Deposit Logam Tanah, semuanya berawal saat saya mengunjungi saudara jauh di Bangka Belitung. Saat itu, saya cuma berniat liburan santai, main ke pantai, makan seafood, dan lepas dari hiruk-pikuk kota. Tapi yang saya temukan di sana justru membuka mata saya lebar-lebar.
Saya melihat lahan bekas tambang yang luas sekali—seperti kawah kering penuh air berwarna kecokelatan. Saya kira itu bekas tambang timah, tapi ternyata, warga sekitar bercerita: “Sekarang orang rame cari Deposit Logam Tanah jarang, bukan cuma timah.”

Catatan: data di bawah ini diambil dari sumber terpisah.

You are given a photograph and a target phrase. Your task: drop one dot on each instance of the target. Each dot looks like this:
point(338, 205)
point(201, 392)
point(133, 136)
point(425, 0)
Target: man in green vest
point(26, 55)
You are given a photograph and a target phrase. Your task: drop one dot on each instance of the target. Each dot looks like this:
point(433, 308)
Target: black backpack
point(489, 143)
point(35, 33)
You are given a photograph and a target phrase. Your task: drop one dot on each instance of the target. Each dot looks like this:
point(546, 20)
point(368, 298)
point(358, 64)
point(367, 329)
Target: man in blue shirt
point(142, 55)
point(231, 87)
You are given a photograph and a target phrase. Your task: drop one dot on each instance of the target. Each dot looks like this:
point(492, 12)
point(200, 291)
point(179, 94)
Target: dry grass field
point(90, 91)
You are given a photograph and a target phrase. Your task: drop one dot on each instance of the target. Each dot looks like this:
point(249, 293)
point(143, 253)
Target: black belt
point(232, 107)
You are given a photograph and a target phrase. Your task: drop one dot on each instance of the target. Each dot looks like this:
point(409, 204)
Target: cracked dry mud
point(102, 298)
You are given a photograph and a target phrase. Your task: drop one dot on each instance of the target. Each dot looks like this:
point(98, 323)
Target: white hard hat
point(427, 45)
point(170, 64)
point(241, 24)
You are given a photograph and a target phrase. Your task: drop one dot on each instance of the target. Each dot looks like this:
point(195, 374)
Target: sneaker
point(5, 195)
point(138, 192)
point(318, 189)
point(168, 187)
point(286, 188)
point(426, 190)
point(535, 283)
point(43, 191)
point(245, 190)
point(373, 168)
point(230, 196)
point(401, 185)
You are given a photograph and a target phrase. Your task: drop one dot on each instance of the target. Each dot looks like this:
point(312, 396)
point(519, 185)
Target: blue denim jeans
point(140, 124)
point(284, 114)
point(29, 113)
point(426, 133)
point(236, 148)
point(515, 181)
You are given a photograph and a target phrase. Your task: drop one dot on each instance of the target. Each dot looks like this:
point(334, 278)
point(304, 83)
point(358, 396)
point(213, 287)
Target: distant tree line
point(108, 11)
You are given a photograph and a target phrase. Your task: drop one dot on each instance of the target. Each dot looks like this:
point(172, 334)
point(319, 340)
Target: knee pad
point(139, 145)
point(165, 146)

Deposit Logam Tanah jarang?
Saya belum pernah dengar istilah itu sebelumnya.
Perkenalan Tak Sengaja dengan Dunia Tambang
Apa Itu Deposit Logam Tanah Jarang?
Setelah pulang ke Jakarta, saya mulai cari tahu.
Deposit Logam Tanah jarang (LTJ) atau rare earth elements adalah sekelompok 17 unsur kimia yang sangat dibutuhkan dalam teknologi modern. Namanya jarang, padahal sebenarnya mereka tidak sejarang itu—yang sulit adalah mengekstraknya karena tersebar dalam konsentrasi rendah.
Beberapa contoh LTJ antara lain:
Neodymium (Nd): dipakai untuk magnet pada turbin angin dan speaker.
Dysprosium (Dy): dipakai untuk komponen motor kendaraan listrik.
Lanthanum (La): digunakan dalam baterai dan lensa kamera.
Dan ini yang bikin saya melongo:
Hampir semua teknologi canggih—dari HP, laptop, hingga mobil listrik—bergantung pada logam tanah jarang.
Saya jadi mikir, selama ini kita pakai teknologi tanpa tahu dari mana asalnya.
Indonesia dan Deposit Logam Tanah Jarang
Yang bikin saya makin tertarik adalah kenyataan bahwa Indonesia punya cadangan logam tanah jarang yang besar.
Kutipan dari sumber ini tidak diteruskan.